W niedalekiej przyszłości planowane jest wysłanie sondy Chang'e-5, aby mógł pobrać próbki księżyca i zwrócić je na Ziemię. Nie powtórzyło się to od czasów misji sowieckiej w 1976 roku. Odwrotna strona księżyca nie zawsze jest ciemna, ale nazywa się ją, ponieważ nie jest widoczna z Ziemi i niewiele wiadomo o niej. Ciekawe, że jest na nim inna kompozycja niż na zwróconej na naszą planetę, gdzie były poprzednie misje.

Chiny najpierw wylądowały po drugiej stronie księżyca

To jest zdjęcie z Chang'e-4, uzyskane 3 stycznia 2019 r. Podczas lądowania. To pierwsze urządzenie, które wyląduje po drugiej stronie księżyca. Lądowanie odbyło się w czwartek rano

Chang'e-4 jest połączonym podwoziem i pojazdem terenowym, który będzie przeprowadzał obserwacje astronomiczne i badał strukturę i skład mineralny terenu nad i pod powierzchnią. Ważne jest również, że dalsza strona księżyca jest uważana za ciche miejsce, na które nie ma wpływu szum naziemnych sygnałów radiowych. Dlatego sonda jest w stanie wypełnić lukę w badaniach niskoczęstotliwościowych radioastronomii. Jednak sonda musi komunikować się z Ziemią. Dlatego Chiny uruchomiły w maju satelitę repeaterów, aby odbierać informacje i wysyłać polecenia.

Chiny najpierw wylądowały po drugiej stronie księżyca

Fotografia przedstawia symulowany proces lądowania sondy księżycowej Chang'e-4 3 stycznia 2019 roku. To pierwsze urządzenie, które wyląduje po drugiej stronie księżyca. Lądowanie odbyło się w czwartek rano

Chiny przeprowadziły pierwszą misję załogi kosmicznej w 2003 r., Stając się tym samym krajem trzecim po Rosji i Stanach Zjednoczonych. Obecnie plany obejmują stworzenie stałej stacji orbitalnej i uruchomienie łazika w latach 2020-tych.

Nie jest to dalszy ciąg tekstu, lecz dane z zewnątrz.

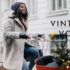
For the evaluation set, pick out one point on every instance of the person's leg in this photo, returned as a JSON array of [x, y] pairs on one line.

Chiny najpierw wylądowały po drugiej stronie księżyca

Obraz z 8 grudnia 2018 r. Pokazuje wystrzelenie sondy księżycowej Chang'e-4 z centrum startowego Xichang w południowo-zachodnich Chinach. Rankiem 3 stycznia 2019 r. Sonda wylądowała pomyślnie po drugiej stronie księżyca.

Odwrotna strona księżyca jest doskonałą lokalizacją do badań, ponieważ jest cichym miejscem, pozbawionym wpływu naziemnych sygnałów radiowych. Być może w ten sposób okaże się, że zajrzysz głębiej we Wszechświat. Naukowcy będą mogli powrócić do punktu 50-100 milionów lat po Wielkim Wybuchu, kiedy pojawiły się pierwsze gwiazdy lub nawet wcześniej.